To change the line width, we can use the linewidth
or lw
keyword argument. The line style can be selected using the linestyle
or ls
keyword arguments. Following plot summarizes different types of lines you can draw in matplotlib.
fig, ax = plt.subplots(figsize=(12,6))
ax.plot(x, x+1, color="red", linewidth=0.25)
ax.plot(x, x+2, color="red", linewidth=0.50)
ax.plot(x, x+3, color="red", linewidth=1.00)
ax.plot(x, x+4, color="red", linewidth=2.00)
# possible linestype options ‘-‘, ‘–’, ‘-.’, ‘:’, ‘steps’
ax.plot(x, x+5, color="green", lw=3, linestyle='-')
ax.plot(x, x+6, color="green", lw=3, ls='-.')
ax.plot(x, x+7, color="green", lw=3, ls=':')
# custom dash
line, = ax.plot(x, x+8, color="black", lw=1.50)
line.set_dashes([5, 10, 15, 10]) # format: line length, space length, ...
# possible marker symbols: marker = '+', 'o', '*', 's', ',', '.', '1', '2', '3', '4', ...
ax.plot(x, x+9, color="blue", lw=3, ls='-', marker='+')
ax.plot(x, x+10, color="blue", lw=3, ls='--', marker='o')
ax.plot(x, x+11, color="blue", lw=3, ls='-', marker='s')
ax.plot(x, x+12, color="blue", lw=3, ls='--', marker='1')
# marker size and color
ax.plot(x, x+13, color="purple", lw=1, ls='-', marker='o', markersize=2)
ax.plot(x, x+14, color="purple", lw=1, ls='-', marker='o', markersize=4)
ax.plot(x, x+15, color="purple", lw=1, ls='-', marker='o', markersize=8, markerfacecolor="red")
ax.plot(x, x+16, color="purple", lw=1, ls='-', marker='s', markersize=8, markerfacecolor="yellow", markeredgewidth=3, markeredgecolor="green");
In the plots above, we saw ax.scatter()
for generating a scatter plot and ax.plot()
function for the line plot.

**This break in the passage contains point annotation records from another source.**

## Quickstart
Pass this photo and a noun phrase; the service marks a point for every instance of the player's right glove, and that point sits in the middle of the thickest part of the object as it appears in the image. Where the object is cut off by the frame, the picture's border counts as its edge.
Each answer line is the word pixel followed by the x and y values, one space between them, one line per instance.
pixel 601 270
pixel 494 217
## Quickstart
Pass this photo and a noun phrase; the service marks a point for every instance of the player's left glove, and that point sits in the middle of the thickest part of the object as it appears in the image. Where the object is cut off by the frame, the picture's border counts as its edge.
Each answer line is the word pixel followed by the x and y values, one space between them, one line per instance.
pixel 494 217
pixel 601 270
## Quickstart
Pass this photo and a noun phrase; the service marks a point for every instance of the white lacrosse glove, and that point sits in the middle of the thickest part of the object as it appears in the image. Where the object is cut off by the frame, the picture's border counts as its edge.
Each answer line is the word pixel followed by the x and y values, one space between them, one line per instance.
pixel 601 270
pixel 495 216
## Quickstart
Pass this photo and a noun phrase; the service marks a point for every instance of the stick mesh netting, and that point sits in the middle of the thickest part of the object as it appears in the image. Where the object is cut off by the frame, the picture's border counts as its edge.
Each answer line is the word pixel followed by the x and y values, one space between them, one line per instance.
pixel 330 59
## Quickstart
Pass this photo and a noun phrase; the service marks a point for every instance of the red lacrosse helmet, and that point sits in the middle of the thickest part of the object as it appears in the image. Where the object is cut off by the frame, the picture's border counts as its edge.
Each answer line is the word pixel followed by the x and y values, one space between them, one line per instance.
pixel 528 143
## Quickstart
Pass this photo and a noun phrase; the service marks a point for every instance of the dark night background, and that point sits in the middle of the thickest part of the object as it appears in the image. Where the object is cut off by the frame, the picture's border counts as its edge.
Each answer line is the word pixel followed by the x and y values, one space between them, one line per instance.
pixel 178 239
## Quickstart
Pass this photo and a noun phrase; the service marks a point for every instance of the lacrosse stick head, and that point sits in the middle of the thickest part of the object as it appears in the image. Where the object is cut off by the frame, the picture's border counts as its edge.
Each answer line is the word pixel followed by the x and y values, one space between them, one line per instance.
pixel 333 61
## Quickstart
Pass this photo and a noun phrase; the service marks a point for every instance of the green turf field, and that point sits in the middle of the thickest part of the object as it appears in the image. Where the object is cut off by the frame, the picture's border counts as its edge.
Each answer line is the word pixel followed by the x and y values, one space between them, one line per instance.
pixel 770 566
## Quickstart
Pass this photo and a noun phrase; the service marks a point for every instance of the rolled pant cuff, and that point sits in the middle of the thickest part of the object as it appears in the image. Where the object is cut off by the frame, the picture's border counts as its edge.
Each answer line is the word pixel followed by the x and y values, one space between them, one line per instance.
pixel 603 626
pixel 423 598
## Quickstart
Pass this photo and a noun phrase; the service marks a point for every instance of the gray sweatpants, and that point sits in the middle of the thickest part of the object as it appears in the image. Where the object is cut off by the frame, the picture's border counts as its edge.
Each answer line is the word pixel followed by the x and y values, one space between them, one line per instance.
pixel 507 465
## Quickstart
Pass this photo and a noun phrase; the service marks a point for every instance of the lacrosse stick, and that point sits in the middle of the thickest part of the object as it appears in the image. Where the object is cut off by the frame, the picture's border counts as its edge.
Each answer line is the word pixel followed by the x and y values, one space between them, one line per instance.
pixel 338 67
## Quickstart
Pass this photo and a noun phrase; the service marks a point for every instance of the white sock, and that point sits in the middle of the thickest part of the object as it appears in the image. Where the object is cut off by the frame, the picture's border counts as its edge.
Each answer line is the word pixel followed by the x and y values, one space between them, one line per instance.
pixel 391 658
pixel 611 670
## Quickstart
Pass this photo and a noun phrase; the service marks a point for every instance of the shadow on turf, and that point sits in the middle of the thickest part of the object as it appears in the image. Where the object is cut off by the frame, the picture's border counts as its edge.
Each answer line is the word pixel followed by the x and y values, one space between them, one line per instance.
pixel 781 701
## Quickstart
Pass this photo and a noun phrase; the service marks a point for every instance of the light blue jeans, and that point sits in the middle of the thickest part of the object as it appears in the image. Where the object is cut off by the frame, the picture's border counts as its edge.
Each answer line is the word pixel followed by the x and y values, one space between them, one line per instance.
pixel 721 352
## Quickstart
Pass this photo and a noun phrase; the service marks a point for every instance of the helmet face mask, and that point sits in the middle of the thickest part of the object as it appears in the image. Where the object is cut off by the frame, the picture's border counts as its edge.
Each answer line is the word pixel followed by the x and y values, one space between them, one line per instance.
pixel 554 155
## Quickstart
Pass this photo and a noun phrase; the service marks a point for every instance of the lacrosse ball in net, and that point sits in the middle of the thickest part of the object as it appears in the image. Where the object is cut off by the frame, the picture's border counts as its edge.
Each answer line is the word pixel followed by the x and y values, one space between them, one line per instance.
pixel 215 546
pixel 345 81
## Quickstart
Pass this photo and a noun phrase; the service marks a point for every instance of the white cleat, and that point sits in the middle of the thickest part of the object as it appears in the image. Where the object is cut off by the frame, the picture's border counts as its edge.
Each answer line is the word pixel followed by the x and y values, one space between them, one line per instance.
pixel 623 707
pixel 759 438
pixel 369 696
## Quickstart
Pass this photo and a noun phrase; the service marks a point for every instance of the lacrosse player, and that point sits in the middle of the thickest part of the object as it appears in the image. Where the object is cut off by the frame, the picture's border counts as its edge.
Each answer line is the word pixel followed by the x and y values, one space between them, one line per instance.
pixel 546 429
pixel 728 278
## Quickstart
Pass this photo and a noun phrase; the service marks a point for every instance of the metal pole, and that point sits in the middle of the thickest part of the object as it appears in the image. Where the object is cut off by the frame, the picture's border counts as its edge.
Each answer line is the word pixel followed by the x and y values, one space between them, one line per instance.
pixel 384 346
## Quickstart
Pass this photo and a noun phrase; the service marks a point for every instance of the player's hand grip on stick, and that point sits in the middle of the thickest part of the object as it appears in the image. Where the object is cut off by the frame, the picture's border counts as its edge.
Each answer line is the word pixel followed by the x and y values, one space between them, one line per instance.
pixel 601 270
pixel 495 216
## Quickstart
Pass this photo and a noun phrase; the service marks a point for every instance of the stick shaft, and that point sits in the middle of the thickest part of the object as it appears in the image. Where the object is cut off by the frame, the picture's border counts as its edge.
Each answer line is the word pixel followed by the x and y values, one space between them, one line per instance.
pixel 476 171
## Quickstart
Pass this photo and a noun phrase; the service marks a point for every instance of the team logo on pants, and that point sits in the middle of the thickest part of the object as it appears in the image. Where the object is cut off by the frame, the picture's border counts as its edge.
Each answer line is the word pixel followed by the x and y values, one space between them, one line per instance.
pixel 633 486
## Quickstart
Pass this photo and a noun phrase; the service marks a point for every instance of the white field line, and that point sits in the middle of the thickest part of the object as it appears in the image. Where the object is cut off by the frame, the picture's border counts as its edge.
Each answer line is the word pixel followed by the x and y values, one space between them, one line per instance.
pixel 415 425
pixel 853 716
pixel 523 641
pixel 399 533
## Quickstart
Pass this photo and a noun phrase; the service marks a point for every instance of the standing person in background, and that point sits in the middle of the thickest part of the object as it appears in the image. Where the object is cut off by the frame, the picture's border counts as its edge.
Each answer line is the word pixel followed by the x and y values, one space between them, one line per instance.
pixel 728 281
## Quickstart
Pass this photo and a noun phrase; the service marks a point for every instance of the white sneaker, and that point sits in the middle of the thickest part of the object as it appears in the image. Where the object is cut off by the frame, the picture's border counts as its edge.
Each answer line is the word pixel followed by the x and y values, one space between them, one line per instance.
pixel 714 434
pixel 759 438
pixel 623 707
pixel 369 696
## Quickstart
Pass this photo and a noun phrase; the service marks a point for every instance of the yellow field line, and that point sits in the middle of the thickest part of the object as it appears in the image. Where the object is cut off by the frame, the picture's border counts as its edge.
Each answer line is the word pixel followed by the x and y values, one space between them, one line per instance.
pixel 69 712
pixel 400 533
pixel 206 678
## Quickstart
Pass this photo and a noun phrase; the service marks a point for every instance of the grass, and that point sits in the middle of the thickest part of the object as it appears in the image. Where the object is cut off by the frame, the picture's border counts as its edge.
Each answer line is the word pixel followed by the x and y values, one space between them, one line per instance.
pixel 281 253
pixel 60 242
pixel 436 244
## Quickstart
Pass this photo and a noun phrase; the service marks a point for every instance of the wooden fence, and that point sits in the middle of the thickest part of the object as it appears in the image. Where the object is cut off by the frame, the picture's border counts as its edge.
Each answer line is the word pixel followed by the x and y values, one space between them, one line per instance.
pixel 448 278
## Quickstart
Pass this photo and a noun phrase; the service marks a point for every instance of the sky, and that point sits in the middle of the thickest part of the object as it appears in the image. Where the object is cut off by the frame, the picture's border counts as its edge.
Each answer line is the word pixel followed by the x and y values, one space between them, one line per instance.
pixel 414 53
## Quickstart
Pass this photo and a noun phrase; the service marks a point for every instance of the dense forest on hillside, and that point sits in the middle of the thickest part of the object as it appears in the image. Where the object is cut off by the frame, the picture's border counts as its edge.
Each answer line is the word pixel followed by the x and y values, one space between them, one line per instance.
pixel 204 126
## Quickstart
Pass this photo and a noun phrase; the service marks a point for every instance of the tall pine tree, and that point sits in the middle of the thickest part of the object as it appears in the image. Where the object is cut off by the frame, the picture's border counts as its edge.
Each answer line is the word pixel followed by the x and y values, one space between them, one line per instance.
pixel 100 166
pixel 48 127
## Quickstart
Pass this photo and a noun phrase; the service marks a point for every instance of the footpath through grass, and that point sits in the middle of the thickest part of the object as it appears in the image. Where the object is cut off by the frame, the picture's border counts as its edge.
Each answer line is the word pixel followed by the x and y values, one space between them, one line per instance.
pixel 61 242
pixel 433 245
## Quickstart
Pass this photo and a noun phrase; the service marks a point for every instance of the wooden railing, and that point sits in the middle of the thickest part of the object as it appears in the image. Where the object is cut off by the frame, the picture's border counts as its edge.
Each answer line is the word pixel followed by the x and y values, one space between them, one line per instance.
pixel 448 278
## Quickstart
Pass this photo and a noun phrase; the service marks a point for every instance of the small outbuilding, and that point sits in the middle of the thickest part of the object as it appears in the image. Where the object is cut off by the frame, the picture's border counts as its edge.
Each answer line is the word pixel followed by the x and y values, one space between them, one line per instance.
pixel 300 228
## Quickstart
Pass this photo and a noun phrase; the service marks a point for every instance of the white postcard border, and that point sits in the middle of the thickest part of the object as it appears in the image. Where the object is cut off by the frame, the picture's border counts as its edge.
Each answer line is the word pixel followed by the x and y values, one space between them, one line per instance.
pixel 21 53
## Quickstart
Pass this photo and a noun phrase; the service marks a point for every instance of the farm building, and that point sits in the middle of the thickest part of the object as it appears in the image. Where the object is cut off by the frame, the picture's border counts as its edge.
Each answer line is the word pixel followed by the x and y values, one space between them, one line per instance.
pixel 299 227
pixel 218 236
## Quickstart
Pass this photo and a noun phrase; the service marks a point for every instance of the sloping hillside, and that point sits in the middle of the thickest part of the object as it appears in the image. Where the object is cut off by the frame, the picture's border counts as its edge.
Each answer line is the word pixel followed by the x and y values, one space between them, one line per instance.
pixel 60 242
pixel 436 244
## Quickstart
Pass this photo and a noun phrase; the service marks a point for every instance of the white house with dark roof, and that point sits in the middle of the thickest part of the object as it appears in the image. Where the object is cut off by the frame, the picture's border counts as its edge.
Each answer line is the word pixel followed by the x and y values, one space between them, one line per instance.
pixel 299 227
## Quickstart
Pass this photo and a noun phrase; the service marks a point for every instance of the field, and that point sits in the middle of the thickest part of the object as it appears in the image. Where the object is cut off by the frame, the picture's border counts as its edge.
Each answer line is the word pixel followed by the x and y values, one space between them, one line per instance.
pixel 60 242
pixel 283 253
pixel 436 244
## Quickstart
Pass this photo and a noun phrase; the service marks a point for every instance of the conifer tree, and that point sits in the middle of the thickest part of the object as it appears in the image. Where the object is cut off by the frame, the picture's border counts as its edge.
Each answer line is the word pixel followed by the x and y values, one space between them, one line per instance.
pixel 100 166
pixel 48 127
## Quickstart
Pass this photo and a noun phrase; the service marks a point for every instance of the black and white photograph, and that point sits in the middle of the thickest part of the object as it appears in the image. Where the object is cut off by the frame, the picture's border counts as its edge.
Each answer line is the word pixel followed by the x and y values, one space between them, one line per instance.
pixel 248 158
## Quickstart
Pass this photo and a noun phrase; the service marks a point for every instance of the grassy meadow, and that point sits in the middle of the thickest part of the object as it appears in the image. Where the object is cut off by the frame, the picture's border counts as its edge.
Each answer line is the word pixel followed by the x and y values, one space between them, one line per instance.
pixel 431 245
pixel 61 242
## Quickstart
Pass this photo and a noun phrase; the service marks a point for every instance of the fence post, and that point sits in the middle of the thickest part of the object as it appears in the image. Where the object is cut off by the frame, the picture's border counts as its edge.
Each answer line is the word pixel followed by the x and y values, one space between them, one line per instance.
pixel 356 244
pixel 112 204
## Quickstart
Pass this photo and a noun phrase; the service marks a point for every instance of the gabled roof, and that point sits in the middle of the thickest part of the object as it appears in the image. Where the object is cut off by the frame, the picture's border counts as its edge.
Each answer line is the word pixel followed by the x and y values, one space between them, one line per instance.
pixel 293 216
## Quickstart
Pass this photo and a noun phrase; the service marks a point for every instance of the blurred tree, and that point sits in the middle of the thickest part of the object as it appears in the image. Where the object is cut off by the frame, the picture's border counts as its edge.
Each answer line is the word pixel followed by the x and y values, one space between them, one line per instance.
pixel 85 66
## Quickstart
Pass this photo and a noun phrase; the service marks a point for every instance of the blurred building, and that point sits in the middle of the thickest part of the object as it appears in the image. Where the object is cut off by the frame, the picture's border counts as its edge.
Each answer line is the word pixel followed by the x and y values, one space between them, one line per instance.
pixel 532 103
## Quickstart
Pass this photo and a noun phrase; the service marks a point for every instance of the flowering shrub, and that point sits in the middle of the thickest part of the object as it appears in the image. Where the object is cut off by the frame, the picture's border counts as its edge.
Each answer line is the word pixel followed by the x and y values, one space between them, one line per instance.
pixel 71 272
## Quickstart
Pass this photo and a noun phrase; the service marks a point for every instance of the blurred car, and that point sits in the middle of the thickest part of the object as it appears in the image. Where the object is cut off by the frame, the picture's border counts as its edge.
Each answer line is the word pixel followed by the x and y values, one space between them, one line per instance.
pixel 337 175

It is imperative that data in the right format and dimensions is passed to these functions to avoid any errors or unexpected behaviour in the output. Following is a list of other simiar functions which can be readily used for visualizing data.
.plot() Line plot
.scatter() Scatter plot
.bar() Vertical bar graph
.barh() Horizontal bar graph
.axhline() Horizontal line across axes
.vline() Vertical line across axes
.stackplot() Stack plot
We shall look into these functions in detail in upcoming labs and lessons.
This lesson provided us with some more experience with plotting in matplotlib
. We saw how to draw plots with default objects settings vs. plotting with object definitions. We learned to apply labels and titles to the plots to provide them context for an improved understanding. The lesson provided ways to draw multiple plots within the same figure by using absolute and relative definitions. The lesson then ended by providing a quick reference list to some styling techniques and further plotting functions which will be discussed in detail later.